Все подлинно великие характеры в мировой литературе создавались на этом поле битвы за сверхчеловека – от Гамлета до Андрея Болконского. А на другом полюсе стояли Плюшкины и Маниловы, в которых уже не было никакого внутреннего хаоса – мертвые души неподвижны. Как тут не вспомнить: «Я преодолел себя, страдающего, я отнес пепел свой в горы и ярчайшее пламя обрел для себя». Кстати, с философским трактатом «Так говорил Заратустра» Фридриха Ницше Антон Павлович Чехов был знаком. Известно, что В.Ф. Комиссаржевская послала Чехову издание книги, попросив написать рецензию на перевод. Писатель хоть и ответил отказом, но сообщил, что присланную книгу прочел с удовольствием.
Но о чем это мы?
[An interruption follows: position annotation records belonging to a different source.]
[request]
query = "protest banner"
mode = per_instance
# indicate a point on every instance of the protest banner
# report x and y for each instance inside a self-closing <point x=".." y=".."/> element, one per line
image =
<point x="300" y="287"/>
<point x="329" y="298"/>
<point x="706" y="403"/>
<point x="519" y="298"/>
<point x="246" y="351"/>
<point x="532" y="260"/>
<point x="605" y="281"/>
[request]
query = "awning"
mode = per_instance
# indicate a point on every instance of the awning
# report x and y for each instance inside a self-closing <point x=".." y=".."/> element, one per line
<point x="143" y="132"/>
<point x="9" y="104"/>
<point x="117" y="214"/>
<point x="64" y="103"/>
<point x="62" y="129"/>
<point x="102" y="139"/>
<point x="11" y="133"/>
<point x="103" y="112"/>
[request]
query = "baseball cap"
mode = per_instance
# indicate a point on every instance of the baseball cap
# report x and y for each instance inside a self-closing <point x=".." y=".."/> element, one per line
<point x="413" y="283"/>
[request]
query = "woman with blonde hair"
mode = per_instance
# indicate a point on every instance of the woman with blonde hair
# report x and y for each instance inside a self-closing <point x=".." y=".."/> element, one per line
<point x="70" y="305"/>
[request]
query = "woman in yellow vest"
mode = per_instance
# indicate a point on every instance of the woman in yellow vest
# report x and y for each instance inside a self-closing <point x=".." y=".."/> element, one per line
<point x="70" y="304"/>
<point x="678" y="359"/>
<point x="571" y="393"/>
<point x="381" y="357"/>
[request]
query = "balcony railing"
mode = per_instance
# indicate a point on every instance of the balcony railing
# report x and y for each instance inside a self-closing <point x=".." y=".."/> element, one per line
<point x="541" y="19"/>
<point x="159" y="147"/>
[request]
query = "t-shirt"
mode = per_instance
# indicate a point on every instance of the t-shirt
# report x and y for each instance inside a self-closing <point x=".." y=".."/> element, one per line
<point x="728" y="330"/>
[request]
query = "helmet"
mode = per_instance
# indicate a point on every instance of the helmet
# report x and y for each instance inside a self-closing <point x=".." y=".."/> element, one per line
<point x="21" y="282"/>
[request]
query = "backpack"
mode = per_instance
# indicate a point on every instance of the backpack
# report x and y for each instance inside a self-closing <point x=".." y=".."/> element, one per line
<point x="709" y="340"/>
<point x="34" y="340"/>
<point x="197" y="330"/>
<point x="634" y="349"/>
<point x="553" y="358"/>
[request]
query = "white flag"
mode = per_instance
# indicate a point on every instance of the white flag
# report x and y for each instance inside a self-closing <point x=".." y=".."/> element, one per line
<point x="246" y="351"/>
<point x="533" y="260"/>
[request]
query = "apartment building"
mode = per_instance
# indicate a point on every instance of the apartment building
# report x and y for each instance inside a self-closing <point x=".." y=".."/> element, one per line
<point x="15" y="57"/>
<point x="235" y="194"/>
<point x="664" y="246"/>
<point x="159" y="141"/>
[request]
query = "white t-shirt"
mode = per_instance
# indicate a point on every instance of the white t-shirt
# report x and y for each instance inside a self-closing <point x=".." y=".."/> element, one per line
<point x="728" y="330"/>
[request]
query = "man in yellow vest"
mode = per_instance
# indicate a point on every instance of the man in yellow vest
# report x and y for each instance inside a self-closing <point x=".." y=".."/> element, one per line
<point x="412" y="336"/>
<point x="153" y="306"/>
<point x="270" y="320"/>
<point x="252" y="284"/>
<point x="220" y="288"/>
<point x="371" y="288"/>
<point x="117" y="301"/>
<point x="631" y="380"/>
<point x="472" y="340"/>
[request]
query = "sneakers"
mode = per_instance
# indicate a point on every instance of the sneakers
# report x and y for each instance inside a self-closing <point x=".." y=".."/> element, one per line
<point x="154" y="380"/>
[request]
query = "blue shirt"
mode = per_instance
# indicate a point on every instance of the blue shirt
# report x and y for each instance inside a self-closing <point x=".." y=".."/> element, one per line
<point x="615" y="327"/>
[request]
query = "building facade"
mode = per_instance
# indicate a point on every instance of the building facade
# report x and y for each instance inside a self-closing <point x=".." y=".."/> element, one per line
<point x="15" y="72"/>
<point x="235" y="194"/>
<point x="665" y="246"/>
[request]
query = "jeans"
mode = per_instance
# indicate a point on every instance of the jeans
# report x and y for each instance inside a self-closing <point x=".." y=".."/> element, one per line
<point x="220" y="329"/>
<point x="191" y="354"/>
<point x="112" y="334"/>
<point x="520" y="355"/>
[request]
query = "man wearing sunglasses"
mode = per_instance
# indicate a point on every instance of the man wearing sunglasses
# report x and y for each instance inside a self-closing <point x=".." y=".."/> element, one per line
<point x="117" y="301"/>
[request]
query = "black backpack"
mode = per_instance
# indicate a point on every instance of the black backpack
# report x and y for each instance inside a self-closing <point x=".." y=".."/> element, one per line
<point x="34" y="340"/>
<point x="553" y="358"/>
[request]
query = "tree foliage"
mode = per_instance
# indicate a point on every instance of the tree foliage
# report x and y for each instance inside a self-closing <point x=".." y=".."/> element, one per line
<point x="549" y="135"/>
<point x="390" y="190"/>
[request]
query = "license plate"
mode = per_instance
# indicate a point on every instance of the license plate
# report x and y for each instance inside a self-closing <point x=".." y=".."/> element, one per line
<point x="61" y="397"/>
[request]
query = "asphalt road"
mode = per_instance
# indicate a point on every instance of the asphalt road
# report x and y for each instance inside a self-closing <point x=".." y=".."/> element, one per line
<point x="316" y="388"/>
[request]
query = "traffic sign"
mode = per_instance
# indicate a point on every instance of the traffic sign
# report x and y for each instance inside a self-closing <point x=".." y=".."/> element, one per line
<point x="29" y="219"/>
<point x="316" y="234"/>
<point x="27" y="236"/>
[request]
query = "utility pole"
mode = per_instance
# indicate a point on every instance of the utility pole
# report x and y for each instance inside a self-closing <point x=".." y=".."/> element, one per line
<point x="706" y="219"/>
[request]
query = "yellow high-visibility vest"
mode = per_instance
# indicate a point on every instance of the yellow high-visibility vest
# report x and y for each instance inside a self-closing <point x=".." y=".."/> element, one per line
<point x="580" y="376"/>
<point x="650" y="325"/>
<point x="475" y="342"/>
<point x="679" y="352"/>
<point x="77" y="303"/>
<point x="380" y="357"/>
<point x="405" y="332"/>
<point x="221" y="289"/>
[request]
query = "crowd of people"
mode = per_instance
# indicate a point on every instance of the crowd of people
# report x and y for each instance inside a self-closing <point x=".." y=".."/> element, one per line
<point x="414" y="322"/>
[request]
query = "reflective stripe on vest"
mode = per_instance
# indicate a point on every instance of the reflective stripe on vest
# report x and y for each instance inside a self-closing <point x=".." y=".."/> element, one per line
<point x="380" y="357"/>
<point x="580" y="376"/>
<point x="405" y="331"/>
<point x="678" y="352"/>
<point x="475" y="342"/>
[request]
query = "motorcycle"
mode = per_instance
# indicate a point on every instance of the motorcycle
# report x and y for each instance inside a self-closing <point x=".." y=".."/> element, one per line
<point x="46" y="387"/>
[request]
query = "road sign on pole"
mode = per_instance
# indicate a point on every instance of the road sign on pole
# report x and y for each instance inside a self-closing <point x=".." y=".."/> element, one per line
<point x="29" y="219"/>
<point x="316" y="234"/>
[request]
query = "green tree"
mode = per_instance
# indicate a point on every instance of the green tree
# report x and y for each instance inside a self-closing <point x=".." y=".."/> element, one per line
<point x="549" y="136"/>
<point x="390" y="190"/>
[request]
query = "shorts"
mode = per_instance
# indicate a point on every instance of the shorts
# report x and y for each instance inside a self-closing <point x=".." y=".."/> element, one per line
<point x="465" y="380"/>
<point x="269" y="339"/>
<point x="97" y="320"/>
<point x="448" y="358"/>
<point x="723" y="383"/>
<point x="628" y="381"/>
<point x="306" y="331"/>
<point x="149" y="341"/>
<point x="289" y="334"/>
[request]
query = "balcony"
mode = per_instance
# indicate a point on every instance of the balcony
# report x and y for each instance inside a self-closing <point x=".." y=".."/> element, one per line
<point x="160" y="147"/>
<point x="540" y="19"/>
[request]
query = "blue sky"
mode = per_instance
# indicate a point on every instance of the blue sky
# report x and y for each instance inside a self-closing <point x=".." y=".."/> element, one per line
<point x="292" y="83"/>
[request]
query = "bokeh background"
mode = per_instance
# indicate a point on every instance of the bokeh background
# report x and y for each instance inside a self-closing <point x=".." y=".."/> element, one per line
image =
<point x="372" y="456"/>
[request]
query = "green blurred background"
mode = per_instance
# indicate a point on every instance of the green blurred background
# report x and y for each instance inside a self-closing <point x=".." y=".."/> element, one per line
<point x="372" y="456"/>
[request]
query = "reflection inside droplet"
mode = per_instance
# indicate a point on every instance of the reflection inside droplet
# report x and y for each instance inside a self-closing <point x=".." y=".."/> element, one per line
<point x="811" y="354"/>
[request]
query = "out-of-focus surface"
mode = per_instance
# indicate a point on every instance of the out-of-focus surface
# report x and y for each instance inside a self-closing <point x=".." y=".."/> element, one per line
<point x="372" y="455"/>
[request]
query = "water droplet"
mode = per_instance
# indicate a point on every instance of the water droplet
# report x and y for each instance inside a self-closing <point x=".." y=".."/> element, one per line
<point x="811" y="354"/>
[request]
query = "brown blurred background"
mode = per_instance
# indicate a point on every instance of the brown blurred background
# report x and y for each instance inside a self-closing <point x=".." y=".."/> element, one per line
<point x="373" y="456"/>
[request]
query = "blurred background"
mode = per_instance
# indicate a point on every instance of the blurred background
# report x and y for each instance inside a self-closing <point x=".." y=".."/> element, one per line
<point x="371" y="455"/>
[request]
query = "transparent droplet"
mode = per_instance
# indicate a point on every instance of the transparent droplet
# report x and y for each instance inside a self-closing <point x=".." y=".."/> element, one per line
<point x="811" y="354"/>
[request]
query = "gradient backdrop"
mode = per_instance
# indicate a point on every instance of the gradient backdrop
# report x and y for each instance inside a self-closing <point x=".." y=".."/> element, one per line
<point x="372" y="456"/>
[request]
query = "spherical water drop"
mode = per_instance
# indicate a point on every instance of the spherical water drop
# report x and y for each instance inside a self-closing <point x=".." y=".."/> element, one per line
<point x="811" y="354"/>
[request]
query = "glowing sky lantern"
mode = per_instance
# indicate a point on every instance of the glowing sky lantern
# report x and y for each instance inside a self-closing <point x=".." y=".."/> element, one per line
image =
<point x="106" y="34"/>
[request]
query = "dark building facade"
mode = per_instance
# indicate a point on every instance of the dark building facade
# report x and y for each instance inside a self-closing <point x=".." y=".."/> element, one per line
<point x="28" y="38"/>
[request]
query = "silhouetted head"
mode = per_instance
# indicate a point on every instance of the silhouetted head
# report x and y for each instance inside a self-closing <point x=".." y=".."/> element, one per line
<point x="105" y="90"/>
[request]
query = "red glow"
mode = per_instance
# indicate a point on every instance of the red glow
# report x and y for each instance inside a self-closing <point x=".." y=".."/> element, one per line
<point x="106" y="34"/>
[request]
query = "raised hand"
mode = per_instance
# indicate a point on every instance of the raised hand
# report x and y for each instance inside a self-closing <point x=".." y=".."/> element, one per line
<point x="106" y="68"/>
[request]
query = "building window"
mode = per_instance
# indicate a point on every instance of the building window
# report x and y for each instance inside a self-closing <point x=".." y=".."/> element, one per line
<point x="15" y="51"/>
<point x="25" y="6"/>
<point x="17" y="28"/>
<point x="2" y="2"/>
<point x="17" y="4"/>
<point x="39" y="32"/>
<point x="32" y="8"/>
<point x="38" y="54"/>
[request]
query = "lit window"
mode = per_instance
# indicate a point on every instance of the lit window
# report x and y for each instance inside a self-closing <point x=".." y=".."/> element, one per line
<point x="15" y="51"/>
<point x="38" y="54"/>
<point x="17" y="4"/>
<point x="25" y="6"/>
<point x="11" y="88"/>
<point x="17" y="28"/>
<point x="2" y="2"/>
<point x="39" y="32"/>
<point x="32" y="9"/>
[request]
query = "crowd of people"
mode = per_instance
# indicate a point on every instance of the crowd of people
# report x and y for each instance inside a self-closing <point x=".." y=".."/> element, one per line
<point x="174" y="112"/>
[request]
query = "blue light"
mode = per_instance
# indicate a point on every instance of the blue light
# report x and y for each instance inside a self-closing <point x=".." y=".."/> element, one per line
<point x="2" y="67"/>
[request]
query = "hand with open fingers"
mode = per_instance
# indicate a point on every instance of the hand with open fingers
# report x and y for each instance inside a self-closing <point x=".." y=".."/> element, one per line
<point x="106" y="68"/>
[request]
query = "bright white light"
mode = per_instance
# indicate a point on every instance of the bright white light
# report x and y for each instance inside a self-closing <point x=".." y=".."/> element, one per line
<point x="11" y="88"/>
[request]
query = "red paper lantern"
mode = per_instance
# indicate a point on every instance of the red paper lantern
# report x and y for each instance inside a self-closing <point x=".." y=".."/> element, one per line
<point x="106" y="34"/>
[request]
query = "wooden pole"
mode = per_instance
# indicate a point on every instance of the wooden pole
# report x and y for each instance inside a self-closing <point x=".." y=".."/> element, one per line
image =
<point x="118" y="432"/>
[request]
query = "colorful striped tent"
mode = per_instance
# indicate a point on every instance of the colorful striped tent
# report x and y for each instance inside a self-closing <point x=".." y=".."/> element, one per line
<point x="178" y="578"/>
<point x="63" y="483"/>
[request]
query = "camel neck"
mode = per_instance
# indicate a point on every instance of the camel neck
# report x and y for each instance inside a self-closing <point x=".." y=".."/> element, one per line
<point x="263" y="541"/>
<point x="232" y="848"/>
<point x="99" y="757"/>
Люди есть люди, и даже квартирный вопрос здесь ни при чем. Они пожалеют, а потом предадут. Оберут до нитки, а потом снимут с себя последнюю рубаху и отдадут ближнему. Возненавидят, а затем полюбят до гробовой доски. А если начать им говорить о сверхчеловеке, то это обычно заканчивается какой-нибудь бедой вроде фашизма. Великая человеческая комедия! Остается лишь смеяться, обливаясь слезами. И писать под названием пьесы «комедия», хотя там и нет ничего смешного.